ABSTRACT

The concept of community was at the heart of inter-and post-war discourses of reconstruction. The devastating effects of both World Wars offered plenty of ruined sites-literally and figuratively-on which new communities were to be constructed or projected, ranging from the highly exclusionary Volksgemeinschaft meant to underpin Hitler’s Millennial Reich, to universalist and democratic notions of community epitomised by the establishment of the United Nations. The notion of community permeated plans for the rebuilding of ruined cities and the development of new, planned (sub)urban neighbourhoods, as well as efforts to maintain viable, cohesive and productive rural settlements amidst rapid urbanisation.

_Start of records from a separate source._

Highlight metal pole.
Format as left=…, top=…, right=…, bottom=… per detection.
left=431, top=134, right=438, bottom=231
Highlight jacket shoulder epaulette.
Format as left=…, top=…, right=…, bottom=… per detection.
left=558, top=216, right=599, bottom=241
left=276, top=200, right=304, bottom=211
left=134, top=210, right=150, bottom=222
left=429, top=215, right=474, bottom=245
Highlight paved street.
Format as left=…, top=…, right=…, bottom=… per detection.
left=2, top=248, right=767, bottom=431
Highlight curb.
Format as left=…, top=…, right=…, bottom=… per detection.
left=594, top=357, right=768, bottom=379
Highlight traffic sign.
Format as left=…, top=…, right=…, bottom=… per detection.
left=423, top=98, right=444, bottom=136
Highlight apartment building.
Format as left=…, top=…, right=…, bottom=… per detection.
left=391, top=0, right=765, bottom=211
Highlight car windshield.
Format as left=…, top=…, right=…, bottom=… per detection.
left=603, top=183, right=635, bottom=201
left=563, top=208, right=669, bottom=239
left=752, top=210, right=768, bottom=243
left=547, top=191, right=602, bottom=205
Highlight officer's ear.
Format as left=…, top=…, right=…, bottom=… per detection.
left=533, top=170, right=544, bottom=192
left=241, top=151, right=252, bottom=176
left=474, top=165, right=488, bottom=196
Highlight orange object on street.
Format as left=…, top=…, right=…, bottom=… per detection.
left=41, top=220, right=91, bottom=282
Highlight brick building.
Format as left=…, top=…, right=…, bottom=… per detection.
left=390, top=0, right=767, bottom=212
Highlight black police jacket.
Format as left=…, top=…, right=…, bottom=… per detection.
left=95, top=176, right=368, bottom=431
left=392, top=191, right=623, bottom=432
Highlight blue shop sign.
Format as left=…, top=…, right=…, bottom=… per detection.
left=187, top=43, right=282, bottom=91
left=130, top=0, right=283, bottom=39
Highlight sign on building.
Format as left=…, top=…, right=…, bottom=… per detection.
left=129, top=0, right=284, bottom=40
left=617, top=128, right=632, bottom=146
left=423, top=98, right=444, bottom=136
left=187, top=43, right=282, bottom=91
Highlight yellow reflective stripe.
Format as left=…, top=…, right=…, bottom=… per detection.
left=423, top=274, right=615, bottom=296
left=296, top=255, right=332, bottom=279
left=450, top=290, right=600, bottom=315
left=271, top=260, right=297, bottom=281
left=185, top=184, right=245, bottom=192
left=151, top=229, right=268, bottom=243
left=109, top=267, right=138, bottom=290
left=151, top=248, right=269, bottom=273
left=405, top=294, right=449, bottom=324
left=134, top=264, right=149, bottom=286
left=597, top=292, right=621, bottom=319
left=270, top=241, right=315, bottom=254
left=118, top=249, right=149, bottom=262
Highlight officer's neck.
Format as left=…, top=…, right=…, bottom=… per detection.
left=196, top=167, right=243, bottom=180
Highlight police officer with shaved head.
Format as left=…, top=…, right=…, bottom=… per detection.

Communities, whether in their imagined sense or through lived experience, were the social glue through which people tried to come to terms with the devastating experience of war, where they tried to heal their wounds or urge for the redemption of past injustices. Many panaceas for the perceived moral degeneration of humankind-due to the atrocities of war, anomie induced by the metropolis, the waning of religious values or any of the other alienating and disturbing effects of modernity-were informed by myriad notions of community. 1

Historiography has mainly articulated the nation as a framework for community discourse and formation. Ever since Benedict Anderson’s seminal study, the construction of communities has been presented as a national or even a nationalist historical undertaking. 2 In line with this predominant lens of inquiry, and in an attempt to reconcile the discursive and spatial dimensions of community, Charles S. Maier recently argued that ‘a stable sense of community’ emerges if a minimum degree of congruence exists between ‘identity space’—a particular ‘geography of alliance’—and ‘decision space’—‘the turf that seems to assure physical, economic and cultural security’. 3 As such, historiography has tended to confirm the spatial and discursive dimensions of community as being predominantly national. This applies in particular to the period between 1918 and the late 1960s, the timeframe under consideration in this volume. This period was held together by continual efforts to construct communities as an answer to the challenges of modernity in terms of class antagonism, political polarisation,

social disruption and increasing state intervention. Legitimised by a host of sociological scholarship, for instance the work of Karl Mannheim, social planning was presented as the panacea for the ‘crisis of liberalism and democracy’ that had allegedly been key to interwar social fragmentation. 4

In the late 1960s this collectivist discourse yielded to disaggregated and individualist attitudes towards the social in what Daniel Rodgers has coined the ‘Age of Fracture’. 5 The German sociologist Ulrich Beck has convincingly shown that the late 1960s marked the end of what he termed the Grossgruppengesellschaft : a conceptualisation of society marked by ‘big’ social categories such as nation, class or religion. 6 In a similar vein, other authors have argued that, against the background of post-industrialism and postmaterialism, the 1960s witnessed a shift from ‘heavy’ communities to ‘communities lite’, which they characterize as being dynamic, flexible, temporary and based on individual choice. 7

In contrast to historiography predominantly oriented towards the nationstate, and in line with more recent inquiries into the sub-and trans -national sites of community construction, this volume presents a host of narratives that engage with scales, geographies and discourses that do not necessarily or exclusively articulate, confirm or produce national identities. This is not to say that the national is something to be denounced; it still serves as a trope or counterpoint in negotiating decentred conceptions of community.